Consider the Audience

This past Tuesday, I had an underwhelming experience with the LA Phil. The concert was an "All-American" chamber show, the first offering in their "Next on Grand" series, a celebration of contemporary American composers. The underwhelmingness wasn't the fault of the music, or not entirely. As with most grab-bag contemporary concerts, I was fonder of some selections than others, despite the consistently high level of performance on display. No, the music alone was fine. What really bothered me were the set changes.

I get it. On a concert like this, you're going to have to move some furniture. The first piece was for two trumpets and involved some spatial elements, meaning that the stage had to be bare so that the players could walk around freely. Next up was a piece for piano, clarinet, violin, and cello, and there's simply no way to go from "piano offstage" to "piano onstage" without, you know, wheeling a piano onstage. I don't begrudge them this physical necessity. I do begrudge them the tedium.

Because, you see, their modus operandi was to leave the house lights down and have stagehands shift everything around in silence. And this is really boring. Like, really, truly mind-numbing. It's too dark to read the program (regardless of how interesting the bios are) and there's still enough of the "middle of a concert" vibe that it feels awkward talking, even if you happen to have come with someone. Literally the only thing to do is watch the stagehands putter about, and let's be real, this is hardly riveting. In absolute time, the longest of these changeovers was probably only a few minutes, but under such conditions, even a few minutes feel like an agony.

It cost them audience members, too. During the interminable changeover between the second and third pieces, I noticed several people get up and leave the hall.
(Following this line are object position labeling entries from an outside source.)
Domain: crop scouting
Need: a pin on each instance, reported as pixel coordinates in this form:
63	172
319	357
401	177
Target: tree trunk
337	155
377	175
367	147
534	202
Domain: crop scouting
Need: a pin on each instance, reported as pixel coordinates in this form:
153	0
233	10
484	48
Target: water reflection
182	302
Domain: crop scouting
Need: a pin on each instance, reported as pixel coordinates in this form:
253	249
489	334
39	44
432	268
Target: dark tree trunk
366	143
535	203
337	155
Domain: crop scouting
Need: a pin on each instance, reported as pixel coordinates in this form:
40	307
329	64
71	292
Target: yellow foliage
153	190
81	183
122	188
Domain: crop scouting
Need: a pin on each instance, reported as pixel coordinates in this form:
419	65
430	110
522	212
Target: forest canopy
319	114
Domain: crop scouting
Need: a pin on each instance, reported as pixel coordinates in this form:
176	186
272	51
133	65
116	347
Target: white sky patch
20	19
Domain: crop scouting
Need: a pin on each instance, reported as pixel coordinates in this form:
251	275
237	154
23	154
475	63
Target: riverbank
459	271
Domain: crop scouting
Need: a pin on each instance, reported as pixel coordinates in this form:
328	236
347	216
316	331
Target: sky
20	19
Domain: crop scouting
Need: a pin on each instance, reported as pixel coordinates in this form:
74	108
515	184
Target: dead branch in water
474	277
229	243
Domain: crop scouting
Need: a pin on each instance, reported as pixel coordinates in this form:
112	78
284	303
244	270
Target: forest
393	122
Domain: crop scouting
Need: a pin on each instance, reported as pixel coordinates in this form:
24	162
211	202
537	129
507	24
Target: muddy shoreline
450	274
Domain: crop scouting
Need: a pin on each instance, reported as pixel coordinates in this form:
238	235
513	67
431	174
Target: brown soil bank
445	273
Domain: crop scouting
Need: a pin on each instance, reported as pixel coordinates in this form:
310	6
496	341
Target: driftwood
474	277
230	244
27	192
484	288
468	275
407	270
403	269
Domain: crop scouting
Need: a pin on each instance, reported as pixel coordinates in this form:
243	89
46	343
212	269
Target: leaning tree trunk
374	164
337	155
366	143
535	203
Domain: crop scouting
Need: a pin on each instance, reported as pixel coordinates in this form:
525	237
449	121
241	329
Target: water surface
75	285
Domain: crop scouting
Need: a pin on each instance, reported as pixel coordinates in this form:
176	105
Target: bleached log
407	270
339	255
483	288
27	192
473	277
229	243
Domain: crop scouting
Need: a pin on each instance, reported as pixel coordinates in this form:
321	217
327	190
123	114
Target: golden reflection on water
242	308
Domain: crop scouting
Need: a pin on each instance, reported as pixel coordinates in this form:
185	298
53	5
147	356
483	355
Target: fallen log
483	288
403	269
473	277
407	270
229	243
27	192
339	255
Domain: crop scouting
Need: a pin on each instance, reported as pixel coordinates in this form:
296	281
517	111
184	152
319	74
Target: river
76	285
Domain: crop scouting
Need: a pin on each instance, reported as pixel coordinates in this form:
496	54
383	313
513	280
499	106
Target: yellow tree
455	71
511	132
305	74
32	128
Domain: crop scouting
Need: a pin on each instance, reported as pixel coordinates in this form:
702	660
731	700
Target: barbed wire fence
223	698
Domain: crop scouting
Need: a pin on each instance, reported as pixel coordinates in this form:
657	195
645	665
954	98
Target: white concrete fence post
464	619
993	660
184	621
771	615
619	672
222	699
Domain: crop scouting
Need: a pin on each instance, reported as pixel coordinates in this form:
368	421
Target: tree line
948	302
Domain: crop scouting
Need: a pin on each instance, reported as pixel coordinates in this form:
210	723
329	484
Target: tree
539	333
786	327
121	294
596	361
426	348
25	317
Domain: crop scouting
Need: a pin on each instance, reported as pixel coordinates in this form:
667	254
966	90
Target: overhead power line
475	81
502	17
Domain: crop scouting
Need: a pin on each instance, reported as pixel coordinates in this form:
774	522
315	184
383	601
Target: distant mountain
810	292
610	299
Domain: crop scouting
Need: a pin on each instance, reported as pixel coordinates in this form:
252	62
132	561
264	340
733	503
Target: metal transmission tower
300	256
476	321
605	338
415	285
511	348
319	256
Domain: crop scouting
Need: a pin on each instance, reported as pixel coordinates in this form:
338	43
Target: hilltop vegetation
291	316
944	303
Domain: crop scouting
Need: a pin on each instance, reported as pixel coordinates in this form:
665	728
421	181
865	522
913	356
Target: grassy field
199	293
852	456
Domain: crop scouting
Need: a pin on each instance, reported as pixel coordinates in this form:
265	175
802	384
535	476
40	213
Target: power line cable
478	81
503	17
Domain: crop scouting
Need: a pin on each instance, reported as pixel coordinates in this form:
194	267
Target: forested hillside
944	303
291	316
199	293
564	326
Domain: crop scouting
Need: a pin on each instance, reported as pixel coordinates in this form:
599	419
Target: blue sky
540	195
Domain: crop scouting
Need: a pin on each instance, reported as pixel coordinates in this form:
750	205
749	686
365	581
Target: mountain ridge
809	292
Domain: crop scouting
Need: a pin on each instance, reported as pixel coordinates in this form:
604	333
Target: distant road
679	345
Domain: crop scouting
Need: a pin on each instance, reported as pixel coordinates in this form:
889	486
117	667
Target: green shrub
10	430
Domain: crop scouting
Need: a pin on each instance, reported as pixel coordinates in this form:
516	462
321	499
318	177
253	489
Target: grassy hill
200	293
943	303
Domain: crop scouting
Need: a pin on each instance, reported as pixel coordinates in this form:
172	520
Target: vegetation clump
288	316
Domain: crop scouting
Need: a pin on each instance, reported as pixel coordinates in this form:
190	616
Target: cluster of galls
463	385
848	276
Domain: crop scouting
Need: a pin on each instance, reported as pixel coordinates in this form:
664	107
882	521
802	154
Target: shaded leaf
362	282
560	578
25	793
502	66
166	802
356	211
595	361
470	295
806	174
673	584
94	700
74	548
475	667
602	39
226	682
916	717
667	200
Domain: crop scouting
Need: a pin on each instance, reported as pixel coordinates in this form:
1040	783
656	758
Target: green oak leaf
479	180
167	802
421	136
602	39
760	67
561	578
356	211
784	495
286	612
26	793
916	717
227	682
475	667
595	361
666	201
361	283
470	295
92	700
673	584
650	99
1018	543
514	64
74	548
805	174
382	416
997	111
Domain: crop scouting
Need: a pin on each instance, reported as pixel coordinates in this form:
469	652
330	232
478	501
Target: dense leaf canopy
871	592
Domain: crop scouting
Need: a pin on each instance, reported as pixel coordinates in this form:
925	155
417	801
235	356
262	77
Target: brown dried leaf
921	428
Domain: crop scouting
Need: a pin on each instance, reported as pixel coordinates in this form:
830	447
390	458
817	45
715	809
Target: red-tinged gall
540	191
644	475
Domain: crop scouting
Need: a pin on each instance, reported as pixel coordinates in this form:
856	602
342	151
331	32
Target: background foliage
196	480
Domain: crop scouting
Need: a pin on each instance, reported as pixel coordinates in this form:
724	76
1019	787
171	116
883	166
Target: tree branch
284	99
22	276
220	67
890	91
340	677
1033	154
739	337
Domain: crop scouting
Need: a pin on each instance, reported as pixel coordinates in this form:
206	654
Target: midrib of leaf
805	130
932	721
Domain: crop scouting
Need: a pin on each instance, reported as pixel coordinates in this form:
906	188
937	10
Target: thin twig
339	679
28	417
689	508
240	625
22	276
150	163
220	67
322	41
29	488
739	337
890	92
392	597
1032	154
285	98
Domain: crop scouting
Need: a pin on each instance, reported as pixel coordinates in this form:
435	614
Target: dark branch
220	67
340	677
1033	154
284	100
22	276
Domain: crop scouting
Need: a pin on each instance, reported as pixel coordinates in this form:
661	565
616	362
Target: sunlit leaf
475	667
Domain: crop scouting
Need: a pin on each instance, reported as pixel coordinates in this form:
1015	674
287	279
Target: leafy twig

I obviously didn't chase after them and give them exit interviews, but given the timing and the vibe from those closest to me, I got the unmistakable impression that they were leaving because they were on the fence about staying after the second piece and were tired of waiting for the start of the third.

Look at it like this: There were a total of six pieces on the program, each needing a different setup than the one before it. There was built-in time for one of those changes during the intermission, but that still left a total of four mid-concert breaks. Even if the lights had come up or everyone had a scintillating conversationalist next to them, that's still four built-in places where the audience is effectively encouraged to disengage from whatever's happening on stage and turn their attention elsewhere. Assuming that you'd like to engage your audience and keep them that way — and most performers in the current moment do seem to want to engage their audiences deeply — this is obviously a suboptimal strategy. Ideally, you'd create a scenario where you have no places that make the audience turn away; you'd capture their attention once, at the start, and then have it until the end.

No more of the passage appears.